Budget also plays a role in choosing the right insurance. Smaller premiums may be nice now, but you’ll need to consider if you are able to pay for a high deductible in the event of an accident or unexpected damage to your rig.
Do I need an RV Extended Warranty?
Let’s start with probability. Statistics show that 3 out of every 10 RVs will face a major mechanical failure by just their 2nd year on the road. This number jumps to 8 out of 10 by their 5th year, and nearly every RV by their 8th year in service.
The next logical question: just how expensive are these repairs anyway? Current claims data shows the average RV repair costs $300 per hour between parts and labor. These costs are only expected to go up, due in large part to the mechanical sophistication of modern RVs. With more technology in motorhomes and towable RVs than ever before, the level of expertise required to complete repairs is causing a rise in hourly labor rates and part prices.
So, your RV will breakdown, and the repair bills will be expensive when they do. An RV extended warranty will step in to cover the costs of these major repair bills, allowing you to control your budget even in the face of unforeseen breakdowns. Many RV travelers have found that pairing their insurance with an RV extended warranty provides the ultimate peace of mind.

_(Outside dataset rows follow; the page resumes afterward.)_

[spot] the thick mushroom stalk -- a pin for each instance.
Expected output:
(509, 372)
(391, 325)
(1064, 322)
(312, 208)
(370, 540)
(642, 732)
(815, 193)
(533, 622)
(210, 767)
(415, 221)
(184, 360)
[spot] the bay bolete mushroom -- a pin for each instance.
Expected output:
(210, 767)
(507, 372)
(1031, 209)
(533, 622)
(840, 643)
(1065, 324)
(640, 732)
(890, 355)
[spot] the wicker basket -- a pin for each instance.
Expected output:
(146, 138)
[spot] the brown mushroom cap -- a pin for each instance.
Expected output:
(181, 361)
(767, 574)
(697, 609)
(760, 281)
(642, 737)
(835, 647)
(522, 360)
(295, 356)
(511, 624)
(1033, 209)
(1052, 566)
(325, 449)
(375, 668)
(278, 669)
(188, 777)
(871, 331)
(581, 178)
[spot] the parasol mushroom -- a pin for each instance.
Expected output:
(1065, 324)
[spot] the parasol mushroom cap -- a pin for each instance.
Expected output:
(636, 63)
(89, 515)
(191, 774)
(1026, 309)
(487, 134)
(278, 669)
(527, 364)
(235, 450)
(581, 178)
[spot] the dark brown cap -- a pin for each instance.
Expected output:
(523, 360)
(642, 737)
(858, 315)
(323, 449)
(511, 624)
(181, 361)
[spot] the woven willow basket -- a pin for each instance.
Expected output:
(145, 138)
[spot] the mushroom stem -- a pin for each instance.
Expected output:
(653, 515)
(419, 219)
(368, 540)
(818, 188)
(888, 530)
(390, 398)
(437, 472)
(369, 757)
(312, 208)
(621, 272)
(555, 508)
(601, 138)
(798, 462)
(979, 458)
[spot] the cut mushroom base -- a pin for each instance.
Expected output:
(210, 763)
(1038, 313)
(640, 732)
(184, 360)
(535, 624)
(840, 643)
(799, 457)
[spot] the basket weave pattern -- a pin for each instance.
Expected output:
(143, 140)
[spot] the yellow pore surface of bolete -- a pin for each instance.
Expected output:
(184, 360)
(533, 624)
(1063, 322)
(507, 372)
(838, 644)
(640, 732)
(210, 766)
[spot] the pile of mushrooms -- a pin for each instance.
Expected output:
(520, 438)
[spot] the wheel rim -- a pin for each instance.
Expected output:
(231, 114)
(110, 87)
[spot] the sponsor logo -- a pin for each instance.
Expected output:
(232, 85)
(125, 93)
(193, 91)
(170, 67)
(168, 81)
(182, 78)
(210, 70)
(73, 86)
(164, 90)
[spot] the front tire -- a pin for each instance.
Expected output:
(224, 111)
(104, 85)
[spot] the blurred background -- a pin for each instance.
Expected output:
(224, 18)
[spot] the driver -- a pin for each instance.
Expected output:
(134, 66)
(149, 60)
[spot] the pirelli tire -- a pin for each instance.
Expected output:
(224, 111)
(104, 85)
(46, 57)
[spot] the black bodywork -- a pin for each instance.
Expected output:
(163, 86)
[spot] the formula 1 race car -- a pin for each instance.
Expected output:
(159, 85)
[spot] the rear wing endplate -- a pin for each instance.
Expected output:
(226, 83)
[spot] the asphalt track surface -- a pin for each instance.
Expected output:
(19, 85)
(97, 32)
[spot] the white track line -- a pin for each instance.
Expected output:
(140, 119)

RV warranties are also a huge source of confidence while traveling. They add the convenience of knowing someone else will handle the costs of repairs, as well as communication with the mechanic. A reliable RV warranty will cover you anywhere in the United States and Canada, so even if you’re far from home and unable to visit your trusted mechanic, you have the peace of mind that any licensed repair facility will be able to get you back on the road. Even further, they can help to address safety concerns while RVing. If you are stuck in an unfamiliar area or on the side of the road, your RV warranty provider will be there to help guide you through the claim process.
An RV extended warranty may not be the right choice for every RVer, however. There is limited eligibility for coverage, so owners of vintage RVs, or any vehicle older than 20 model years, will not be able to secure coverage. Additionally, motorhomes with over 125,000 miles will not be eligible for coverage.
Whether or not to purchase warranty coverage also comes down to each individual traveler’s desired level of risk. Those RVers who are easily able to come out of pocket for major repairs may choose to forego coverage, or to secure only catastrophic protection like an Engine and Powertrain policy. Additionally, if an RVer is looking to have commonly excluded items covered by the policy–including aesthetic components, maintenance, or physical damage–extended RV coverage may not be the best fit. There is no policy that covers absolutely everything, so a good understanding of what will not be covered is crucial to the decision process when purchasing coverage.
RV protection shouldn’t be a mystery. Whether or not to invest in an RV warranty as a compliment to required RV insurance is a personal one, and will be decided by each individual’s travel plans, type of RV, and desired level of risk. However, every traveler should know exactly what is available to them! After all, a bit of research now can make a huge difference toward a peaceful road ahead.
This information is for educational purposes. VIARV shall not be responsible nor retain liability for RVer’s use of the provided information. Prior to making any RV service decision, you are advised to consult with an RV professional.